According to Ableton, the standalone configuration of Push is powered by a specially-adapted Intel® NUC Compute Element, which combines a processor, RAM memory and WiFi in a credit-card-sized component. A better decision than Native Instruments with the Maschine Plus, which relies on an Intel Atom. Old tech.
I hope I made the most important points of Push 3 clear to you. I find Ableton’s move exciting. Yes, I would have liked a larger display. As an active Push 2 user, more display would not be bad. VST support was not to be expected because integration always leads to problems. Licensing, compatibility, etc. Better without and fewer problems.
I’m curious about the performance and how harmonious the whole thing is. I think anyone who doesn’t get along with the Push 2 will not become a Push standalone user either. The workflow is the same for that. But for those who are heavy and “live” users of Push 2, this could be an exciting product.
Push 3 is a powerful device because it gives you Ableton Live in hardware, thanks to the internal instruments, it’s also a versatile multi-voice Synthesizer and MPE controller.

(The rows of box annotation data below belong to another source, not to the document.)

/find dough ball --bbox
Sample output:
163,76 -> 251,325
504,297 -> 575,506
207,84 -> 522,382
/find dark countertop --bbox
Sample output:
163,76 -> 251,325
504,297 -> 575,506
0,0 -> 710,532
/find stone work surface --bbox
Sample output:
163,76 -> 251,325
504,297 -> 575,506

I look forward to seeing this product’s evolution over the years.
Ableton Push 3 standalone is available now for 1899€. The MIDI Controller-only version with a built-in audio interface is out now for 949€. The upgrade kit for turning the Push MIDI version into standalone will cost 990€ and will be available in late 2023. This includes the processor, battery, and hardware drive.
More information here: Ableton
You wrote : “They put Live in standalone. With all the features we know and love? Yess-noo. You get everything from Ableton Live”
No, the do not put Live in standalone. A very important feature is missing, the “Arranger view” (see Loopop video starting 32:30)
Hello, yes arranger is missing but also pretty tough on the Push display 😉
No arrangement view.. hmm, So Ableton keeps their encouragement of sticking to the grid with quantisation. Perhaps part of what they consider their USP in the DAW field. But it seems backwards in the current trends of a closer, more elegant intuitive man – machine interaction.
The grid in Session View is only visual, the music does not need to follow any grid or quantization.
Arrangement is actually more rigid and linear than Session View, it is easier to ignore time signature and tempo grids in Session View than Arrangement.
Well, you don’t have to stick to the grid or quantise at all in any DAW. But in my experience Ableton sort of encourage you to do so. It was Live’s revolutionary feature after all. Perhaps you’re right about the different views. My point is that future music software is about capturing the human factor as elegantly and intuitive as possible. This only gets amplified with AI here and the generic overload that’ll follow. I think it’s fair to question if Ableton is stuck in the past in their thinking and this device? Just my gut feeling though.
Built-in lithium battery with up to 2.5 hours play time. Probably 1 hour in real-life situation. Why bother?!